Compagnie de Samuel Beckett, mise en scène de Jacques Nichet.

 Compagnie de Samuel Beckett, mise en scène de Jacques Nichet.

 369D5C51-6346-4F60-B4BF-2BC0E1F0A260Jacques Nichet a disparu bien trop tôt cet été et  dimanche dernier, un bel hommage lui a été rendu au Théâtre de l’Aquarium qu’il fonda avec Didier Bezace et Jean-Louis Benoît. Son dernier spectacle a été créé en octobre  2018 au Théâtre de la Cité à Toulouse avec Thierry Bosc: le quatrième  larron qui fut aussi à l’origine de l’Aquarium. Après la diffusion d’archives visuelles et sonores sur l’engagement théâtral de Jacques Nichet et les témoignages de nombreux amis, nous avons découvert avec émotion Compagnie avec, bien sûr, Thierry Bosc.

Cette  nouvelle écrite en anglais et publiée par John Calder en 1979, est traduite en français par l’auteur et publiée par les éditions de Minuit  un an plus tard avec Mal Vu Mal Dit et Worstward Ho, des nouvelles réunie pour former Nohow On (1989). Cela  commence par: « Une voix parvient à quelqu’un dans le noir. Imaginer. « Cette voix, par intermittence, écrit Jacques Nichet, égrène un passé et les  souvenirs d’un homme invisible. Mais quelqu’un, perdu dans la même obscurité, surprend ces murmures qui s’adressent à cet inconnu  et le voilà qui s’efforce, à l’aveuglette, de saisir cette énigme. L’homme multiplie les hypothèses, les épuise les unes après les autres. A qui appartient cette voix lui permettant de briser sa solitude  et qui  lui tient de plus en plus compagnie ? » «Tu vis le jour tel et tel jour et maintenant, tu es sur le dos dans le noir. » « Tu finiras tel que tu es. »

« L’emploi de la deuxième personne est le fait de la voix. Celui de la troisième celui de l’autre. Si lui pouvait parler à qui et de qui parle la voix il y aurait une première. Mais il ne le peut pas. Il ne le fera pas. Tu ne le peux pas. Tu ne le feras pas.» «La voix à elle seule tient compagnie mais insuffisamment. » Du bruit inutile encore.

Scénographie soignée de Philippe Marioge et belles lumières de Georges Corsia. De Thierry Bosc, assis dans l’obscurité, on distingue le seul visage éclairé. Il a une parole claire et merveilleusement maîtrisée. Or, c’est bien d’un homme allongé sur le dos dans le noir dont il s’entretient, auquel il semble s’adresser comme à lui-même.. Un autre qui serait soi. Dans un soliloque patient qui va s’ouvrir en dialogue sur sa propre expérience du monde. Les souvenirs s’accumulent à un rythme modéré donné à cette autobiographie qui ne dirait pas son nom : comme cette image mélancolique d’enfance où le garçon se voit encore donner la main à sa mère, tandis qu’ils sortent d’un magasin. Réminiscence qui se plaît à renaître, lumière éternelle d’une mémoire enfouie. Comment peut-on être conscient à soi et au monde en même temps ? Ne ressent-on pas un écart vertigineux, une distance, un abîme de soi à soi ? Dialogue-t-on avec son âme, ou assiste-t-on, près de soi, à un entretien extérieur, le corps faisant foi de toutes les aventures et expériences personnelles ?
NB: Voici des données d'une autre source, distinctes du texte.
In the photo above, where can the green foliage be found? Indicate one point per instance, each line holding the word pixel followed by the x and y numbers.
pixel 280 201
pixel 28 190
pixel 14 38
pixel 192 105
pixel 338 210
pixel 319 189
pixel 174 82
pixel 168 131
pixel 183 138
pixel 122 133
 La « compagnie » évoque une présence, une complicité. Mais un homme seul est toujours en mauvaise compagnie, écrivait  Paul Valéry dans L’Idée fixe. Mais pas du tout pour Samuel Beckett pour qui c’est bon. Tel est le sort des hommes du XXI ème siècle, obligés à vivre leur vie seuls, sans nul dieu et abandonnés à l’aléatoire. En consentant à un temps qui nous est dévolu, en acceptant une mort plus ou moins proche, mais cela relève d’une mûre réflexion. Il reste toujours l’espoir et les promesses de rencontres malgré les jours qui passent…

Thierry Bosc incarne avec brio cette figure d’envergure, au service des mots dont la résonance traduit au mieux l’épreuve beckettienne. Avec une voix paisible, une intonation précise et  un rythme mesuré, mise au service d’un art épanoui de dire et de se dire.

 Véronique Hotte

Spectacle vu le 13 octobre, au Théâtre de l’Aquarium, Cartoucherie de Vincennes, route du Champ de Manœuvre,  Vincennes (Val-de-Marne). Métro : Château de Vincennes

Le texte est publié aux  éditions de Minuit.